Monday, April 23, 2018

Happy St. George's Day, 2018.

In honour of England's patron saint, St. George, last night I imbibed in a Georgian wine.  (That's the country of Georgia, not the U.S. state.)  It seemed appropriate, as St. George is also Georgia's patron saint.
The 2015 Tbilvino Qvevris, made from the Rkatsiteli grape, is a wine produced in the traditional method that Georgian's have employed for God knows how long.  Some say 8,000 years.  The juice, skins, seeds and even some stems are fermented and aged together in amphora-like terracotta pots, qvevri, that are buried in the ground for up to six months.  The resulting orange, or amber, wine is quite tannic due to the extended skin contact.
The wine?  My WhiffsNotes are; a deep, deep gold in colour; not much on the nose, a bit of pear perhaps; thought I could taste the clay, probably the power of suggestion, and there was a creamy/honeyed element; low, low acid.  An unusual wine, but a wine style that I have been wanting to taste for decades.
I have been fascinated by the thought of trying a Georgian wine since 1989, when I remember watching Hugh Johnson's series on the history of wine, Vintage.  The first episode began in Georgia - the birthplace of Vitis vinifera.  The image that has stuck in my mind all these years, besides the grey, muddy Georgian day, was Hugh being served wine, ladled with a hollowed out gourd, right from a qvevri buried in the ground (think mud).  Hugh tastes the wine and then says, "It's like nothing I've ever tasted before, really."  I'd have to agree with him.
Happy St.

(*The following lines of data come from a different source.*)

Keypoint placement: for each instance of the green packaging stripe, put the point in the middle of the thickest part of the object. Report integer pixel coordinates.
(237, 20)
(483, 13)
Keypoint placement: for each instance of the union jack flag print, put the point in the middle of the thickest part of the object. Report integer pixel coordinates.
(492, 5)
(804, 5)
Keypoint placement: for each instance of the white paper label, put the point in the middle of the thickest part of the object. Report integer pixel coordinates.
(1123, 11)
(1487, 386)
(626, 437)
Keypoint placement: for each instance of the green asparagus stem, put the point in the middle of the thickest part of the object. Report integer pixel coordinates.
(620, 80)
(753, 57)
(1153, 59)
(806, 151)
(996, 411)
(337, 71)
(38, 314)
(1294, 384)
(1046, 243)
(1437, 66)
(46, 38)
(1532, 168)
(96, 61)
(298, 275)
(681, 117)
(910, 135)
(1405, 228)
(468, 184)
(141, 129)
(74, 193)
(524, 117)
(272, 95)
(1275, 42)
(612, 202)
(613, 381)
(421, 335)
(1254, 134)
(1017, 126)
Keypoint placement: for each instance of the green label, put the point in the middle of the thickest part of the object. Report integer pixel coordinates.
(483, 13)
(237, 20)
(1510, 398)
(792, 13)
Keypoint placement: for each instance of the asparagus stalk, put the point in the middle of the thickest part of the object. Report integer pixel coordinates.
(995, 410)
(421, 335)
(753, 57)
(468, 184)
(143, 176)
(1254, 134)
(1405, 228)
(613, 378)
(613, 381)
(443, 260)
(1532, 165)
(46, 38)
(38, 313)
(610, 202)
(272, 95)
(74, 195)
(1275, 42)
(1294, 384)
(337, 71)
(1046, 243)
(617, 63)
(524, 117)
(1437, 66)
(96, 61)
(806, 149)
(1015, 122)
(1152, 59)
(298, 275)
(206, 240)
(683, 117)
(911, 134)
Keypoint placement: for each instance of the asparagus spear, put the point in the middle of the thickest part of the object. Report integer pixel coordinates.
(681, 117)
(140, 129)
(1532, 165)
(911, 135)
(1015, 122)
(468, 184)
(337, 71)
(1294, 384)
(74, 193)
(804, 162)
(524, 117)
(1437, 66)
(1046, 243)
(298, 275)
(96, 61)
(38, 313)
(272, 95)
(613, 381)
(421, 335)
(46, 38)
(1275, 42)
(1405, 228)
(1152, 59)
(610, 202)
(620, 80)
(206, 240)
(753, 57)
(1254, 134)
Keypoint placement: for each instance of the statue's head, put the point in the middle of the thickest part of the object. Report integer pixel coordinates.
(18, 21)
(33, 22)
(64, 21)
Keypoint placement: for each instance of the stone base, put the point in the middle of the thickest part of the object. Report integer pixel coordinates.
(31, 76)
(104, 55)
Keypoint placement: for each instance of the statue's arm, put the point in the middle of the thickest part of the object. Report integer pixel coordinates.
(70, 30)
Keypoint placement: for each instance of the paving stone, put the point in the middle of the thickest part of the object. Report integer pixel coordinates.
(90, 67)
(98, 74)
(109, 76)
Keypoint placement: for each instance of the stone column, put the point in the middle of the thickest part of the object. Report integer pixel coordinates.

George's Day to my family, friends, and anyone who loves England as much as I do.


Thud said...

Cry havoc and all that....less of the mud please.

Dennis Tsiorbas said...

Happy St. George's Day!
Cool post!
Was the terracotta glazed?

Thud said... but vino was when she finished the bottle.

Vinogirl said...

Thud: You, of all people, would appreciate the muddiness involved.

NHW: Don't know about the glazing, but I would assume not.